I considered my options. None of them involved open defiance. Maude’s glossy,
dead eyes reminded me of that.
“Bring me lumber and tools. I’ll build the house with my own hands.”
He let out his breath, and relief passed over his face. “You’ll have everything you need, I swear it.”
And so it happened. I built the house. I planted an orchard, cut rails for a corral. And I settled in to wait. It would only be a matter of time, I thought, before Annabelle and Laura came to me to renew their covenant. They’d tasted freedom too. It would be no easy thing to submit once more to tyrannical rule.
And I reminded myself that men are impatient.

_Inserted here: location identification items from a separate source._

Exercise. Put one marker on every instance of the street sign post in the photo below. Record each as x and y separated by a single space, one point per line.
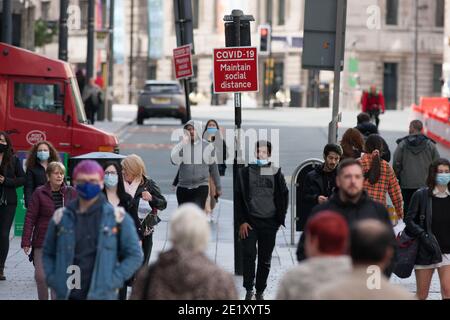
182 60
236 70
242 59
324 46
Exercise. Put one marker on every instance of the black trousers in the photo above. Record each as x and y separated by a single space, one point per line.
407 195
260 242
375 114
147 245
6 219
197 195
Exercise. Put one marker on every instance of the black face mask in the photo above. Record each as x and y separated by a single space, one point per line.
3 147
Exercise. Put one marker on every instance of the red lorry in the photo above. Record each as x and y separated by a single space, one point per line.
40 100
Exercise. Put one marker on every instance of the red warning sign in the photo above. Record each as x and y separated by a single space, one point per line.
182 59
236 69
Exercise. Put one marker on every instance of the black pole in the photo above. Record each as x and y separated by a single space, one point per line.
269 69
111 61
186 82
238 257
62 47
7 22
130 83
90 35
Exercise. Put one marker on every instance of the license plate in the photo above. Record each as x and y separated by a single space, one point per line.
160 100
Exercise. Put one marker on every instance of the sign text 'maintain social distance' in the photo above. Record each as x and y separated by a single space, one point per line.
235 69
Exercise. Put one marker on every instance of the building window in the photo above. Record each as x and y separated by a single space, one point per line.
440 11
392 12
45 10
437 76
195 13
281 12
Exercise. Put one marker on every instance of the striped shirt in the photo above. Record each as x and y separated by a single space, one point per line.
387 183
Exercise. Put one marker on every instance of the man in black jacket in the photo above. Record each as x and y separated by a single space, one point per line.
320 183
262 201
350 200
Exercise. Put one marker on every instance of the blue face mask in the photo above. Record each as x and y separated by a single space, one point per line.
262 162
211 130
88 190
443 179
43 155
111 180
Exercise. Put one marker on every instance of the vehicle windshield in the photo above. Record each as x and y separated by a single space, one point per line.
162 88
81 115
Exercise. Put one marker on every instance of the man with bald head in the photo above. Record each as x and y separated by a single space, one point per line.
371 250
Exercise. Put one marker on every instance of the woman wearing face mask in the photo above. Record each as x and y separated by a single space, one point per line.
11 178
379 176
115 193
428 220
40 155
139 186
213 135
45 200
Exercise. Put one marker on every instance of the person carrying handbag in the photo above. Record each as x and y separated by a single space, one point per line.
428 221
143 189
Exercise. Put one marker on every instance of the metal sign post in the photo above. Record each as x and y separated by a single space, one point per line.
338 65
240 23
324 44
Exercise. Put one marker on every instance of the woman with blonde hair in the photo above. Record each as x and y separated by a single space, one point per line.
147 198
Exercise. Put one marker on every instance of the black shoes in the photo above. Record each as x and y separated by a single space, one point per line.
258 295
249 295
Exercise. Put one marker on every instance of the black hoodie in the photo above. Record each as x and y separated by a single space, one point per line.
412 159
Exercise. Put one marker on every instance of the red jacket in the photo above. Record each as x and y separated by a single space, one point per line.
372 102
40 211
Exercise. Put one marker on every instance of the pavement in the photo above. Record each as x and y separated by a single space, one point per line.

Hurry up, they say. Get dressed, get to work. Marry young, have babies right away. You must hurry, hurry, hurry to multiply and replenish the earth. My seed will be as numerous as the stars of the heaven, and I’d prefer if we could start that process by the end of the year.

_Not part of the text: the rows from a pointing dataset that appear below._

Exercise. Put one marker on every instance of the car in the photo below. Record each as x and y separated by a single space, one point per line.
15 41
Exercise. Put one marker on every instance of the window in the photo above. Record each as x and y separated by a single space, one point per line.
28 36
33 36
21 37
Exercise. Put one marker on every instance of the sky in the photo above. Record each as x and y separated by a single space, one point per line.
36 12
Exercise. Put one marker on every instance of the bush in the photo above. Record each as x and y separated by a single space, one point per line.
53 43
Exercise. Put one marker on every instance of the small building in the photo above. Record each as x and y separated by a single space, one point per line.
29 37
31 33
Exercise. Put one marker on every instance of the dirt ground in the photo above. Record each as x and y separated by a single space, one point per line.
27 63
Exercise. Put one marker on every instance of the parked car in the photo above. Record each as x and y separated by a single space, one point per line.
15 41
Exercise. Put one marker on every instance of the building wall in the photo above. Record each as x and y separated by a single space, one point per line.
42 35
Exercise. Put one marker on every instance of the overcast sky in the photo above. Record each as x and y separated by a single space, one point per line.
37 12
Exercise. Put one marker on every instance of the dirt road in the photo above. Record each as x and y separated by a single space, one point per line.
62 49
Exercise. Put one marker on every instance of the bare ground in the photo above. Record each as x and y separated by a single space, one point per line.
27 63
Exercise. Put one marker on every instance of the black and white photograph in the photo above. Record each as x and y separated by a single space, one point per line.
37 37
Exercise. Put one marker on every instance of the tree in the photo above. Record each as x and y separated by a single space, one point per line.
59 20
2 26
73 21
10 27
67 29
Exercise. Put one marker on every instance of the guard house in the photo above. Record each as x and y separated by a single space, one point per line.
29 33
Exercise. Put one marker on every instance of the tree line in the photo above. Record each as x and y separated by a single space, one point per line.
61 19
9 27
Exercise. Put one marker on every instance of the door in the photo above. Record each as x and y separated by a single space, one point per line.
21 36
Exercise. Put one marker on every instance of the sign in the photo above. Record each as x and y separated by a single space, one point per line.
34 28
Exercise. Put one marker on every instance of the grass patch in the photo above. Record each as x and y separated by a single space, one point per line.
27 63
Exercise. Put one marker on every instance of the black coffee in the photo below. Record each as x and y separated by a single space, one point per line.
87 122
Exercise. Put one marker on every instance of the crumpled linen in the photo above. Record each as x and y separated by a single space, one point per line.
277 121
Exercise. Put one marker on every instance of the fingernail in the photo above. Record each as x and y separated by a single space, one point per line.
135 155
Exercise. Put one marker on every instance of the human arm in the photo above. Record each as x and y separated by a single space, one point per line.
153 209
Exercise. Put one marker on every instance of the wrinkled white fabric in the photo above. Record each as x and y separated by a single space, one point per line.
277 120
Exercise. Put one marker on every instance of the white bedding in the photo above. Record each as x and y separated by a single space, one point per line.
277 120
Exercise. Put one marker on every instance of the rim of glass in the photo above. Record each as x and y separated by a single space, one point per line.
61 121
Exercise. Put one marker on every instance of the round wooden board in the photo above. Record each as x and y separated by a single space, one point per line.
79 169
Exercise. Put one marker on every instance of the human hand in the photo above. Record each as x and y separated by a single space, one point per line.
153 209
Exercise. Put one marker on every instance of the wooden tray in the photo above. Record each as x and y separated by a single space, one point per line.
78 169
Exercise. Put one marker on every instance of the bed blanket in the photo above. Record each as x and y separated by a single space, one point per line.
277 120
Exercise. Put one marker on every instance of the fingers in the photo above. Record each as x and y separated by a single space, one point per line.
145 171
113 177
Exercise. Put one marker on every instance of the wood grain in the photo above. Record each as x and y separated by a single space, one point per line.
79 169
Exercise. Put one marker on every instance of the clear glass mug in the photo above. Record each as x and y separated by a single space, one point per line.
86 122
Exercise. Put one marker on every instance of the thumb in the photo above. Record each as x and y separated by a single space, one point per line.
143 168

But a woman is patient. We understand the pace of the seasons because we know the seasons of our own body. Look at our lives. We marry, raise our children, and wait. A man burns hot and fierce, then withers and dies, and still we go on. Even a bad husband dies. Even a dictator like Jedediah Kimball grows old and tired.
I didn’t realize then that I would be forced to wait a lifetime and more.
Like Mormons compiling the record of the Nephites, I feel the need to summarize the hard years that followed. We lived in secret in our desert redoubt for several years, cut off from the church, except when they sent leaders to hide for a few months from federal marshals. As the century came to an end, we saw the leaders more rarely. A plague of locusts came in 1896, and we nearly starved when nobody sent supplies.
Another batch of scarlet fever hit in 1897. I had two children by then—the first born nine months after Hyrum showed me the place on Yellow Flats. They both survived, but three of Laura’s died, one per week over the course of one miserable November. Annabelle Kimball lost two children and blamed me for it. In 1899, my husband died in an accident at the Ghost Cliffs, where he apparently tumbled over the edge to his death. I returned to live in town. Jedediah Kimball ruled Blister Creek until his death in 1928, when he was struck down by a heart attack while working on the temple.